YÜZDE 91,8 HAK İHLALİ VAR

10 yıl önce kendisinin de içinde bulunduğu bir ekiple Anayasa Mahkemesine bireysel başvuru hakkını getirdiklerini dile getiren Ali Babacan, şu ifadeleri kullandı;

*Hak ihlallerin kısmen telafi etmek için önemli bir sistem kuruldu. Şimdi bu uygulama nasıl diye baktığımızda; 2016’dan 2020 Haziran ayı ortasına kadar Anayasa Mahkemesine 220 bin bireysel başvuru olmuş. Anayasa Mahkemesi bunların bazılarını usülden incelemiş bazılarını esastan incelemiş.

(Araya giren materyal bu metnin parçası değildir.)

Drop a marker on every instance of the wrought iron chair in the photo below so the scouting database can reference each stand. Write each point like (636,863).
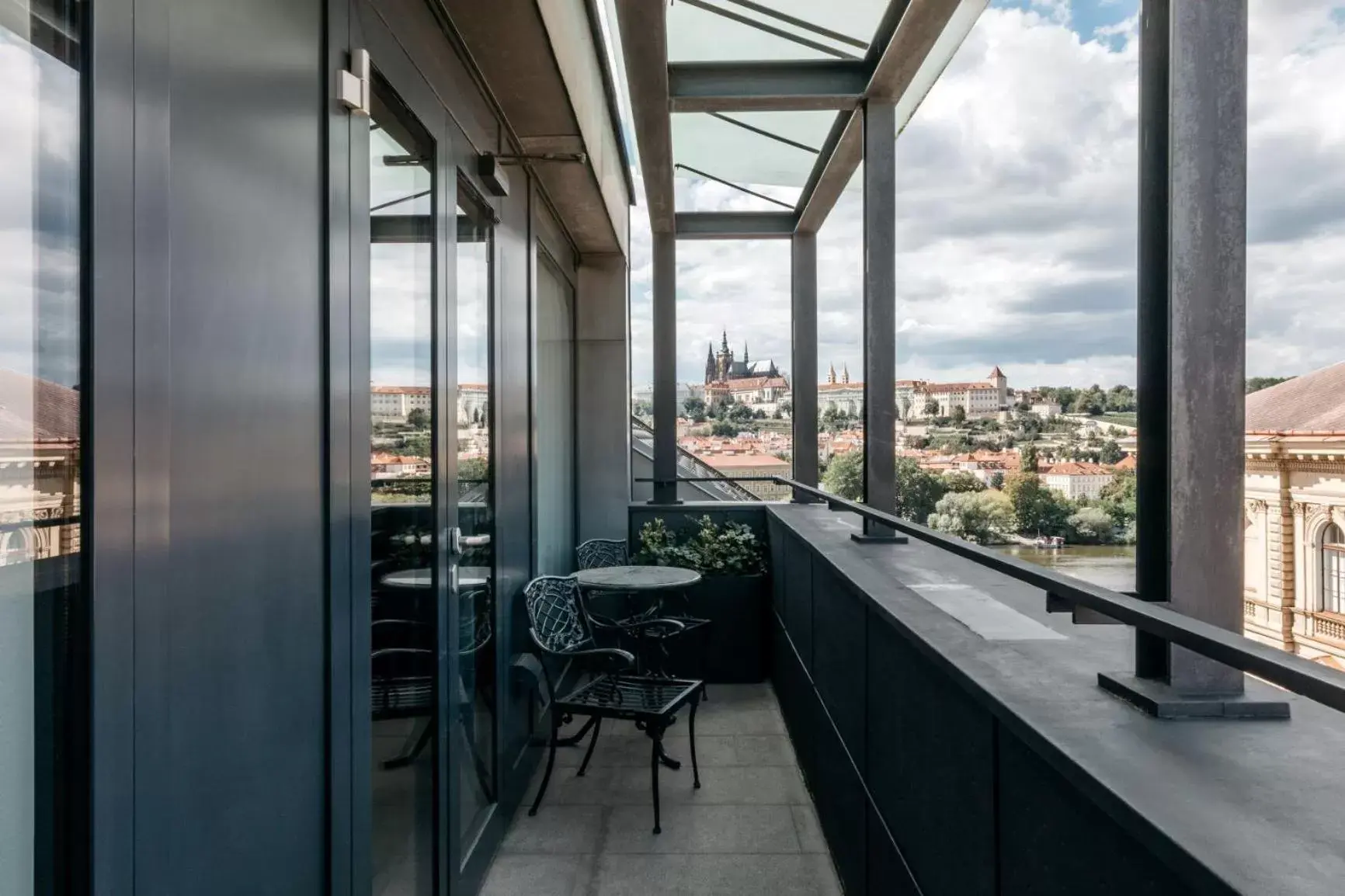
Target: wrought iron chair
(597,554)
(560,627)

*Esastan incelediği hak ihlali başvurularından tam yüzde 91,8’inde hak ihlali kararı vermiş. İşte şimdi bireyler lehine hükmedilen bir ihlal kararına karşı çıkıyorlar, ve maalesef bu tür saçma sapan açıklamalar yapıyorlar. Ne zaman bakıyoruz ki Anayasa Mahkemesi özgürlükçü, adil bir karar vermiş, hükümetten hemen eleştiri. Niye biliyor musunuz? Çünkü adalete inanmıyorlar.

ÜLKE FAKİRLEŞİYOR

İktidarın ülkeyi yönetemediğini her alanda itiraf etmeye başladığını açıklayan Ali Babacan, son açıklanan ekonomi programını da eleştirdi. Açıklanan programla ülkenin fakirleştiğinin ortaya çıktığını söyleyen Babacan, şu ifadeleri kullandı;

*2013 yılında 961 milyar dolara ulaşan milli gelirimizin, bu yıl 702 milyara düşeceğini hükümet ilan ediyor. Aynı programda 2013 yılında 12.594 doları yakalamış kişi başına milli gelirimizin bu yıl 8.380 dolara düşeceği açıklanmış.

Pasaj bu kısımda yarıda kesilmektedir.